With a microfluidic device, both the cost and time are cut by virtue of the small scale of the test. The smaller the scale, the less reagent needed. In addition, such tests often depend on diffusion over measurable distances; thus, the smaller the scale, the shorter the diffusion distance and the faster the test results can be obtained.

So far, the microfluidic chips have automated the most tedious, time-consuming and labor-intensive elements of the tests.

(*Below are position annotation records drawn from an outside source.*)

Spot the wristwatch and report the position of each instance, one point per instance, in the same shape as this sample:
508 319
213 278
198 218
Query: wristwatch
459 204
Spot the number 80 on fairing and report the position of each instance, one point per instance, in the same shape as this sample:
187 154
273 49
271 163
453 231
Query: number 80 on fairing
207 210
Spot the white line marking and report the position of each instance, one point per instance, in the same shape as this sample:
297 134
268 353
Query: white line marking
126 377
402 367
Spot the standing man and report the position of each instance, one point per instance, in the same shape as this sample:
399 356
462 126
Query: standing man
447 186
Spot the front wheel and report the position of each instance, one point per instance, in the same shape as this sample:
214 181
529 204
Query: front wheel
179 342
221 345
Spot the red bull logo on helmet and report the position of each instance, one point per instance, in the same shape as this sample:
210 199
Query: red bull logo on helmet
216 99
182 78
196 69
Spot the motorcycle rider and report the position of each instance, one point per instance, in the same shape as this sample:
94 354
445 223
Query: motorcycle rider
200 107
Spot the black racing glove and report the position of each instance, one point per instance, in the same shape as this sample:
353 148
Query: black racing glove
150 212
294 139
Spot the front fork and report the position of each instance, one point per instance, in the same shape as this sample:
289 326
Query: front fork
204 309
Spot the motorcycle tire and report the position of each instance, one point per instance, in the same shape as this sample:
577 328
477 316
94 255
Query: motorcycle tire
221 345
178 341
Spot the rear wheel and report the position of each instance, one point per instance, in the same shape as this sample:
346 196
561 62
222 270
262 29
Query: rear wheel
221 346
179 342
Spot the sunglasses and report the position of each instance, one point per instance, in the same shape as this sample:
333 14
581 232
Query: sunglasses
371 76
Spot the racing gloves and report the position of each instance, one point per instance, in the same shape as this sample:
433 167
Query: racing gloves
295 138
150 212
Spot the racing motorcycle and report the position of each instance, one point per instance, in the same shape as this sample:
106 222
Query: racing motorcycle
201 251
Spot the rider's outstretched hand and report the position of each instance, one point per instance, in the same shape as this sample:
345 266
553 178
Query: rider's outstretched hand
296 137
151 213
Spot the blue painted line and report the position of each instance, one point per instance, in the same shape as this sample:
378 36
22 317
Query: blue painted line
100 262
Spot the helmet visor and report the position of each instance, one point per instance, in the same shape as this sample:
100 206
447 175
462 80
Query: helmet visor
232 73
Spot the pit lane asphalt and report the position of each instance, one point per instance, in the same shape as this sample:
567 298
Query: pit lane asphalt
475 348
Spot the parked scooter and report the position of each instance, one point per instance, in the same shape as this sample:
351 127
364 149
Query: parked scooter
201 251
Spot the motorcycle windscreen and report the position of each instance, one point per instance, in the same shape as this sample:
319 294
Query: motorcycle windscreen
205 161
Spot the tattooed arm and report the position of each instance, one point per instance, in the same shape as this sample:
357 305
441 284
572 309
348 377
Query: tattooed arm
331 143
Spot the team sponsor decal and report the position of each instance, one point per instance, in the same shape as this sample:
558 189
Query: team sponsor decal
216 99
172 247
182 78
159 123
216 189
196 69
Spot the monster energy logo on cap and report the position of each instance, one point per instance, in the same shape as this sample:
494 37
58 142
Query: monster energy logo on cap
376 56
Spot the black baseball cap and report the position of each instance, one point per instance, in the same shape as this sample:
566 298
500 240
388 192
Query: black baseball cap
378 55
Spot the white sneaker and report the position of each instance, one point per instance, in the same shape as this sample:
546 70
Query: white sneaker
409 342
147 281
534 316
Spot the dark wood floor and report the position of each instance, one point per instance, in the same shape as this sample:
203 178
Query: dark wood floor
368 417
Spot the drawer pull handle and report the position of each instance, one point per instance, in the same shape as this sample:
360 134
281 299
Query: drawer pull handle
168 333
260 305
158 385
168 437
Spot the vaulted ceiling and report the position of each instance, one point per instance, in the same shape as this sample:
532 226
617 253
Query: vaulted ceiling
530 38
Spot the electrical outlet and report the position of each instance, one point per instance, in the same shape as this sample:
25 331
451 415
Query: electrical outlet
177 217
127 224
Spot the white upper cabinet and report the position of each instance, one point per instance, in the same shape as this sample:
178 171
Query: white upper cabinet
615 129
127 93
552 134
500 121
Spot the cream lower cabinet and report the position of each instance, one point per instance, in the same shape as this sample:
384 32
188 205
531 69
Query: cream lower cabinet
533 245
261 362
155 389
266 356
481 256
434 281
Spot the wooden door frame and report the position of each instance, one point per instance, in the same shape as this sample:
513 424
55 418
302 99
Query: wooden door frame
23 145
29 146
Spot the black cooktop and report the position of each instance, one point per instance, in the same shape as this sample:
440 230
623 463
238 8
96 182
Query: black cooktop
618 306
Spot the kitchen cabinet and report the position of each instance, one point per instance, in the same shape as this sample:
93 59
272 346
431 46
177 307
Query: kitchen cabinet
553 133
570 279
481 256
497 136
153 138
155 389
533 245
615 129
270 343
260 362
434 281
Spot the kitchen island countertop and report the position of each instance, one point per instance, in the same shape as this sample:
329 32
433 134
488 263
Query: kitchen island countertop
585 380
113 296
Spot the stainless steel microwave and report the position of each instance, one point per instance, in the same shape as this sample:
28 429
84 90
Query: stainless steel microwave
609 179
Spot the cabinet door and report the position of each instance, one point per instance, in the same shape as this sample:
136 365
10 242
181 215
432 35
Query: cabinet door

Before commercial versions of the experimental microfluidic chips can be marketed, however, the researchers plan to automate the more-esoteric elements of the tests, so that entire batteries of diagnostic procedures can be performed while the patient waits.

"We want physicians to be able to ask a question and get the answer quickly. The classic line is this: 'We want the surgeon to know when to stop cutting, rather than make a guess, wait and see, then operate again if their guess was wrong,' " said Backhouse. "So far, we have integrated the more arduous steps that are well established onto our microfluidic chips, but we still need an expert in a white coat to supervise its operation."

The team hopes to design a completely automated, CMOS-compatible microfluidic chip that is inexpensive enough to be sold in pharmacies and that does not require trained personnel, similar to a home-pregnancy test. Such end-user-operable chips would level the playing field, so that everyone, not just the wealthy, could have access to the most modern medical diagnostics available.